Authors: A Rose in Winter
Her attempts at befriending the scattering of noblewomen residing at Wolfhaven had not gone well, and although it was most likely her fault, Solange couldn’t help but feel annoyed at the entire scenario.
She had maintained a casual contact with at least their maids, since many of the ladies had been kind enough to send over a selection of their gowns to their lord’s new wife. No one had said one word to her face about traveling to Wolfhaven with nothing more than the clothing on her back. It made her remotely anxious to clear herself, to show them she was not so odd as her arrival must have seemed.
She had found the sewing circle one lazy afternoon, a cluster of quietly chatting women working on a tapestry together in a corner room of the main tower. To Solange, hesitating by the doorway, they appeared to be a group of delicately nodding flowers, dressed all in genteel pale colors, blondes and brunettes and a redhead with flashing needles and comet tails of thread floating between them.
Instantly she was back at Du Clar, seeing the group of women there who had betrayed her, who had never looked her quite in the eyes yet followed her relentlessly with their own, a spying party paid by Redmond, who wanted to control her even a continent away.
Sweet-voiced, false-faced women who feigned care for her even though they locked her up at night.
But that was ridiculous. This was Wolfhaven, and the ladies here were now looking up at her in polite inquiry. She saw no wicked designs among them, and they greeted her with murmured welcome.
However, to her dismay, Solange discovered she couldn’t judge their sincerity.
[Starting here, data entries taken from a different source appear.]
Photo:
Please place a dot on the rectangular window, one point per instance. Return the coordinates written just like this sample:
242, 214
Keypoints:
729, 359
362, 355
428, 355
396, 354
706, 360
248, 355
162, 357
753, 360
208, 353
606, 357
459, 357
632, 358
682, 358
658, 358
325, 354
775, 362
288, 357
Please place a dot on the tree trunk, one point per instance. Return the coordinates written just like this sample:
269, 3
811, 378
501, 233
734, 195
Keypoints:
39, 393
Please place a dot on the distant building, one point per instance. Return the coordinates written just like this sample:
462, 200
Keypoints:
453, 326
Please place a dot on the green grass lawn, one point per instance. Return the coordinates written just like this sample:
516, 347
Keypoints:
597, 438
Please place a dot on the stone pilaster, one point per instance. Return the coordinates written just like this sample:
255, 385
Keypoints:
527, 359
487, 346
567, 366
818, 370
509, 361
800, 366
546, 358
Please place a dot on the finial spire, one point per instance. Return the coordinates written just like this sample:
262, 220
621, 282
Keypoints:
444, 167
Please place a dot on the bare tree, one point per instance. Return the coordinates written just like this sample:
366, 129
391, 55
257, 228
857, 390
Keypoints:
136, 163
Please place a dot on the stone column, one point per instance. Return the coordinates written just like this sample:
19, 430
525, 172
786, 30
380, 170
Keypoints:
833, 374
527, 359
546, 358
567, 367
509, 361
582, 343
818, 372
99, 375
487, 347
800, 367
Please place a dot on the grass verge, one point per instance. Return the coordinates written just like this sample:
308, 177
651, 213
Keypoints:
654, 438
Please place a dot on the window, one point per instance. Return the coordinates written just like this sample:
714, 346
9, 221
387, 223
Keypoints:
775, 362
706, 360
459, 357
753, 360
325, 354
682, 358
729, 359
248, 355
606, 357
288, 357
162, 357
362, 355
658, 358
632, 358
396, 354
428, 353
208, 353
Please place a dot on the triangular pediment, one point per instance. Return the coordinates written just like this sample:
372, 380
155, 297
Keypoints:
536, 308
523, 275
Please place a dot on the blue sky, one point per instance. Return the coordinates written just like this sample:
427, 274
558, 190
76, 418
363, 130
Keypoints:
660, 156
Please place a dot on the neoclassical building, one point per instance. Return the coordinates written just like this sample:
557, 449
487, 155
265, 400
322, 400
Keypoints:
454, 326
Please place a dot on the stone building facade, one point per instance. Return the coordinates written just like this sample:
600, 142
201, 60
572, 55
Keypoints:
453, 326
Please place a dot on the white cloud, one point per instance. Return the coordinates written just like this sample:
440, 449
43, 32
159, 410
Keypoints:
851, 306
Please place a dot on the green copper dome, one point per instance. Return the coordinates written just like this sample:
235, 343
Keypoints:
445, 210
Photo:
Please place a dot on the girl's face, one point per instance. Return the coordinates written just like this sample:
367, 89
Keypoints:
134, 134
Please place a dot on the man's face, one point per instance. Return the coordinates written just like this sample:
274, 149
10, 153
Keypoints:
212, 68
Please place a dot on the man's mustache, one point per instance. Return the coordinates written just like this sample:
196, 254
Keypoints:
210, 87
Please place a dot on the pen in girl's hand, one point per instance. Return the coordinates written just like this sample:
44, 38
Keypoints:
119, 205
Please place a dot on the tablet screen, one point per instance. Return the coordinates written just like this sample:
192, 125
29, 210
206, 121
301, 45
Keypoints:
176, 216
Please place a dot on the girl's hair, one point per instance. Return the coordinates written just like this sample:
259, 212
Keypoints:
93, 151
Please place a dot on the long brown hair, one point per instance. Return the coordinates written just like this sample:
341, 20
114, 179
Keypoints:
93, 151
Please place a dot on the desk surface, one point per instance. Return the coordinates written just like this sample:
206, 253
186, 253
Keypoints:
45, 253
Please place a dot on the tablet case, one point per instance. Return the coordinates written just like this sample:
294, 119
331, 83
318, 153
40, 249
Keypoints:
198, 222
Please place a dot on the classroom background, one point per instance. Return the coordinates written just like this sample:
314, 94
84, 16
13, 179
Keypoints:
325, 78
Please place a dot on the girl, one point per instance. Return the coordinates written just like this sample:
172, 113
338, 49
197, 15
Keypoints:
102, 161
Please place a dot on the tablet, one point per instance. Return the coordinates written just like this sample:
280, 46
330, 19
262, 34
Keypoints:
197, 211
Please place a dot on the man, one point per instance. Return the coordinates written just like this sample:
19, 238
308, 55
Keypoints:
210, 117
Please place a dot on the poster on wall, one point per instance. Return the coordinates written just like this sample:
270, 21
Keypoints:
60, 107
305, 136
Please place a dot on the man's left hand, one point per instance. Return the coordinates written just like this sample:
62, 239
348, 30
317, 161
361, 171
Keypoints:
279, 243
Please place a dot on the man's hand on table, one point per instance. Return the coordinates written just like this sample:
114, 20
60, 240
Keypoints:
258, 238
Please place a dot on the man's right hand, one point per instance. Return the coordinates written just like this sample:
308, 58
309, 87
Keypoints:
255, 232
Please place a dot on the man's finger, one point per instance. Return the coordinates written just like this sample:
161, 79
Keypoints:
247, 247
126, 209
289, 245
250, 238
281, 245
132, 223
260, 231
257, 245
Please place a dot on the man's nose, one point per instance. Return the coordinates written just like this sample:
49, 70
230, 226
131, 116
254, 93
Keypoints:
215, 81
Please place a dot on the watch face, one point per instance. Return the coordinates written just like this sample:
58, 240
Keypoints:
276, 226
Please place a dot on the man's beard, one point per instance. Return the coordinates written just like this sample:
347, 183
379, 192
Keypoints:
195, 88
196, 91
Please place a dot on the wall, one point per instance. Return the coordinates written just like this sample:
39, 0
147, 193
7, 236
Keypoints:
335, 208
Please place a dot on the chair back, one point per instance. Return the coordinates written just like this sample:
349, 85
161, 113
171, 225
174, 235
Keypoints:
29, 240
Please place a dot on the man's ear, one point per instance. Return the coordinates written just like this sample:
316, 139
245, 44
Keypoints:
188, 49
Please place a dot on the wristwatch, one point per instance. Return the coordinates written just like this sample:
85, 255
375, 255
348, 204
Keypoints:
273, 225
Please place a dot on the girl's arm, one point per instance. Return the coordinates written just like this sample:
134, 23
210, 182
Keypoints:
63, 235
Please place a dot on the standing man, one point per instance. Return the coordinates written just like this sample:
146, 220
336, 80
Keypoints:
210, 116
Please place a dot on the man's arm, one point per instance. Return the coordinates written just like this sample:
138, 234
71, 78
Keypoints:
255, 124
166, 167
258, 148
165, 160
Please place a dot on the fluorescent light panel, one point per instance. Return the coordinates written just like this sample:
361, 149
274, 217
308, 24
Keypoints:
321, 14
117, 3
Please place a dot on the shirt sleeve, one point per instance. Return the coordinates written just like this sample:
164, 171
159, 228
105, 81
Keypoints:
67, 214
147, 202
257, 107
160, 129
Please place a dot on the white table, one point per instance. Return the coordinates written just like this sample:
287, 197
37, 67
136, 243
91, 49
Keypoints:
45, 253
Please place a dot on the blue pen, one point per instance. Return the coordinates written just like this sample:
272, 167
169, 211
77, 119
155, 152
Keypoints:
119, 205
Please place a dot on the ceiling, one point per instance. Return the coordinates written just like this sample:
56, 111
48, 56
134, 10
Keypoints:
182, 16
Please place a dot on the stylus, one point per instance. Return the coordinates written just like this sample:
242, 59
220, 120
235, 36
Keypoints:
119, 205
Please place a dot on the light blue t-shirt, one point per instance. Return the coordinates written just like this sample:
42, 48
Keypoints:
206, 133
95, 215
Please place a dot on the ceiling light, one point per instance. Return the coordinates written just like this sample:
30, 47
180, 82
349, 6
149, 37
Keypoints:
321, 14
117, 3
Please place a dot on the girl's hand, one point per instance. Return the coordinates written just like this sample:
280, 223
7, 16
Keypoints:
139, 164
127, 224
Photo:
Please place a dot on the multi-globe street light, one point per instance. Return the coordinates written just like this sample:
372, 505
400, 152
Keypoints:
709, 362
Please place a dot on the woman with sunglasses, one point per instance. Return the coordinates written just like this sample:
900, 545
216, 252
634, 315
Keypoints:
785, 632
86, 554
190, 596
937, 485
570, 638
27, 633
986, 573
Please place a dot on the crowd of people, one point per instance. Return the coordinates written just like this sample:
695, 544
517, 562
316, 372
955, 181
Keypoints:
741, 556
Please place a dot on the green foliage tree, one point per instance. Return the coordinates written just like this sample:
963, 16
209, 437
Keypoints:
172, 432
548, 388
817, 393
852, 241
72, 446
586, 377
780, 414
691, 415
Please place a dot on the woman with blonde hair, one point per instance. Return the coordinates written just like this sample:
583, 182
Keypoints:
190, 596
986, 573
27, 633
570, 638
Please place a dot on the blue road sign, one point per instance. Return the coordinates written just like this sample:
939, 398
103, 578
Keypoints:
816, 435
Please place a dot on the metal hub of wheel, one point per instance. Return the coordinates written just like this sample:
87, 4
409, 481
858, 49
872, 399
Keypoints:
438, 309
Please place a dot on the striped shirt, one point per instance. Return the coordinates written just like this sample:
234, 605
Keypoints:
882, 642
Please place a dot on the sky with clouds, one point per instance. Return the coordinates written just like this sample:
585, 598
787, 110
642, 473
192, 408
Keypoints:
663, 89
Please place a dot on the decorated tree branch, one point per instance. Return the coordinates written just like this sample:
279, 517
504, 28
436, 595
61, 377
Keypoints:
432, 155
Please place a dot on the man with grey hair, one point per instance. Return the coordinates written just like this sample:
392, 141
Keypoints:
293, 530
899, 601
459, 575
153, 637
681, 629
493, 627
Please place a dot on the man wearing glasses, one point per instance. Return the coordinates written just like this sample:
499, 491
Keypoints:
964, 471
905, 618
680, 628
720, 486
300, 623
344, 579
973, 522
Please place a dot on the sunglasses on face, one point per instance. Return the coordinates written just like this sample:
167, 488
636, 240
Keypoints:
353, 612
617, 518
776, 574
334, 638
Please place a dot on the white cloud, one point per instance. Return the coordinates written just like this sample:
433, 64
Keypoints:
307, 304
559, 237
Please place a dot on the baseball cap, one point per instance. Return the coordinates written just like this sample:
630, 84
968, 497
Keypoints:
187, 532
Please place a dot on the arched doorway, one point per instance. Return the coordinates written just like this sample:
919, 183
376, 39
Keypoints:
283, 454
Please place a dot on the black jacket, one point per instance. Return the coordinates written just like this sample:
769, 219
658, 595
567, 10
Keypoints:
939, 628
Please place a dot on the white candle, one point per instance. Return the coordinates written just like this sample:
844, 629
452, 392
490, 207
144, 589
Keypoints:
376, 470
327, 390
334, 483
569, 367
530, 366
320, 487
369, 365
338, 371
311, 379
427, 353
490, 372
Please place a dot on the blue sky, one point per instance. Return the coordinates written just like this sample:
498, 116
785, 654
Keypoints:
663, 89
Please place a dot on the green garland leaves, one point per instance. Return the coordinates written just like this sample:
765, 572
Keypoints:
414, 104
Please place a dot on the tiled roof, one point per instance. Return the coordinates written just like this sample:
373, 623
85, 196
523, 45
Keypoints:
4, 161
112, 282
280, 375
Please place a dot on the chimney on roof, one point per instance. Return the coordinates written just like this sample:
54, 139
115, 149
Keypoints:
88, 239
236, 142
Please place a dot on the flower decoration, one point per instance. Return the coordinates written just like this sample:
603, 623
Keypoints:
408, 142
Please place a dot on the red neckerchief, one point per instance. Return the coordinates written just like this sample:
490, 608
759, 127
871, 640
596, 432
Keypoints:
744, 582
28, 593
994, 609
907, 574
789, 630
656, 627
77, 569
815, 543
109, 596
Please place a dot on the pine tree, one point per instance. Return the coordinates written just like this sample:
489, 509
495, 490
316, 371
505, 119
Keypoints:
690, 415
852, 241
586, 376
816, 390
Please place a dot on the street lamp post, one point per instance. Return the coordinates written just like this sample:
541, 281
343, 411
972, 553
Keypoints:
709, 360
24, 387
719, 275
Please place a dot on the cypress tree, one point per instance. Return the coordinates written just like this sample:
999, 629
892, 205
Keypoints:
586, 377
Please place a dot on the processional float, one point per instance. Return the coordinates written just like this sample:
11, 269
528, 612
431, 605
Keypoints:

It was her own judgment that was impaired, she realized. She found she couldn’t sift through the intricate layers of meaning around her in the room, the steadfastness of their gazes, the width of their smiles, the subtle tones in their voices.
In response to her uncertain inquiry, all of them denied with gentle bewilderment any knowledge of the identities of the two women who had brought the white gown to her, whom Solange had wished to thank. Were they telling the truth? Why should they wish to lie to her?
She pretended the matter was insignificant, though she felt the heat in her face from her own sense of confusion.
She sat with them awkwardly, having been given a golden needle and an edge of the tapestry to mend, and listened to the silence that had settled around her. They had been talking before she arrived, she knew. What were those sly looks they exchanged now? Were they laughing at her, at the less than neat stitches she attempted? Or worse, far worse, were they laughing at something else about her, her history, her shame? Did they know about her scars?
She bent over the needle and pretended not to notice until she thought she had stayed long enough to
escape without rudeness. And although she searched the faces of each of them—a Mildred, a Stephanie, a Jenafer, Gwendolyn, Jacqueline and Julianna, who were sisters, even a Mairi—she still couldn’t read the depth of truth around her. It was more than disconcerting, it was frightening.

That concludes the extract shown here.